1 tablespoon crushed red pepper

Salt to taste

Whisk ingredients together or pulse in a food processor if desired. Use as a marinade for beef and chicken or as a sauce for the meat after it is grilled. May be refrigerated for about 2 weeks. Makes about 2 cups.

Per tablespoon: 62 calories (96 percent from fat), 6.8 g fat, (1 g saturated fat, 5 g monounsaturated), 0 mg cholesterol, 0 g protein, 0.5 g carbohydrates, 0 g fiber, 10 mg sodium.

Source: Adapted from a recipe from Texas de Brazil.


3 cups 1 1/2-inch-cubed whole-wheat bread

1 (10-ounce) package frozen artichoke hearts, thawed (about 2 cups)

2/3 cup extra-virgin olive oil, plus more for drizzling

1/2 teaspoon salt, plus more for seasoning

1/2 teaspoon freshly ground black pepper, plus more for seasoning

3 large red tomatoes, cut into wedges (about 2 pounds)

1 cup pitted black olives, halved

3/4 cup chopped fresh basil leaves (about 1 bunch)
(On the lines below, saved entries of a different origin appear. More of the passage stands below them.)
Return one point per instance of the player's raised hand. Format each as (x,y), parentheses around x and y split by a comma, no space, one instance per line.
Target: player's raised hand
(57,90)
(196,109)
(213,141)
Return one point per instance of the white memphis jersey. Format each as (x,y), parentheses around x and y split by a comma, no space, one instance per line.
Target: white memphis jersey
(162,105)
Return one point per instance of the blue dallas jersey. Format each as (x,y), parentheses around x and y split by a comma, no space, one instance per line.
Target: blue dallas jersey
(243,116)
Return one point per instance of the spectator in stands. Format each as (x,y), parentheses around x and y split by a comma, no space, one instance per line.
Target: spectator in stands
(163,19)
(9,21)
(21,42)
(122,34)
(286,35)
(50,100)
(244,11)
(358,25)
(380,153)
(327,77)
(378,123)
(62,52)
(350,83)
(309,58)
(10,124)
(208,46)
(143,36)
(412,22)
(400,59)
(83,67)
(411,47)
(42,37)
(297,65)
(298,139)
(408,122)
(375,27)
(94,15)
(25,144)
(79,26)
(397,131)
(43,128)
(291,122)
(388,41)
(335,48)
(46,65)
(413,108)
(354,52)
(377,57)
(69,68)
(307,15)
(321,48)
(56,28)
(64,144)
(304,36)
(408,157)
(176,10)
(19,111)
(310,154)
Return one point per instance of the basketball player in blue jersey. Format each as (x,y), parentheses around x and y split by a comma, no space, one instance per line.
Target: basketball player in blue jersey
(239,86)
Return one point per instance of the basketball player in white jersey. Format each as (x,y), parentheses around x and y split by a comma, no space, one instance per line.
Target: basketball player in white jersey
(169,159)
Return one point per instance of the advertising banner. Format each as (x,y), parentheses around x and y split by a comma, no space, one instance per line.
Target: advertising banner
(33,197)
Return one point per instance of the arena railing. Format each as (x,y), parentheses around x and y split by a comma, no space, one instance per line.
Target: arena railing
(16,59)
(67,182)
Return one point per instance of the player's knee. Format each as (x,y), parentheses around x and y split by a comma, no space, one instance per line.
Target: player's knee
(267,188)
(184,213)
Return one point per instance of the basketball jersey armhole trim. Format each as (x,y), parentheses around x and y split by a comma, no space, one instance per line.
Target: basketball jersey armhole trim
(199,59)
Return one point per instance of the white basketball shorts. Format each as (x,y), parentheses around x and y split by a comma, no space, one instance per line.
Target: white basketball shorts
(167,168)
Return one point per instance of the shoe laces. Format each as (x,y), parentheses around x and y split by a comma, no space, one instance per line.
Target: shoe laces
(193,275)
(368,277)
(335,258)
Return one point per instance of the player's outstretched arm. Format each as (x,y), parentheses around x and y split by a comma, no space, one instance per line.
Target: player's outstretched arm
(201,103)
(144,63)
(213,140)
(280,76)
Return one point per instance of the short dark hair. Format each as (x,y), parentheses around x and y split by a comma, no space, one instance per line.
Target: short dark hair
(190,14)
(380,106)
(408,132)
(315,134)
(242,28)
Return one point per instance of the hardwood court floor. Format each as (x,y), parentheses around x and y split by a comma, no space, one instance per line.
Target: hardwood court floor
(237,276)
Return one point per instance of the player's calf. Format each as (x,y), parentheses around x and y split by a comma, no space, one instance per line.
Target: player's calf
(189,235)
1/4 cup white wine vinegar

Place a grill pan over medium-high heat or preheat a gas or charcoal grill. Drizzle the bread and artichoke hearts with olive oil and season with salt and pepper. Grill the bread and artichokes until golden brown at the edges, about 6 minutes total, turning every 2 to 3 minutes. Remove the bread and artichokes from the grill and transfer to a large bowl.

Add the tomatoes, olives and basil to the bowl and toss to combine. In a small bowl, stir together the olive oil, white wine vinegar, 1/2 teaspoon salt and 1/2 teaspoon pepper. Drizzle the dressing over the salad. Toss to combine and serve immediately. Serves 6.

Per serving: 328 calories (72 percent from fat), 27 g fat, (3.8 g saturated fat, 19.3 g monounsaturated), 0 mg cholesterol, 4.1 g protein, 19.4 g carbohydrates, 6.8 g fiber, 482 mg sodium.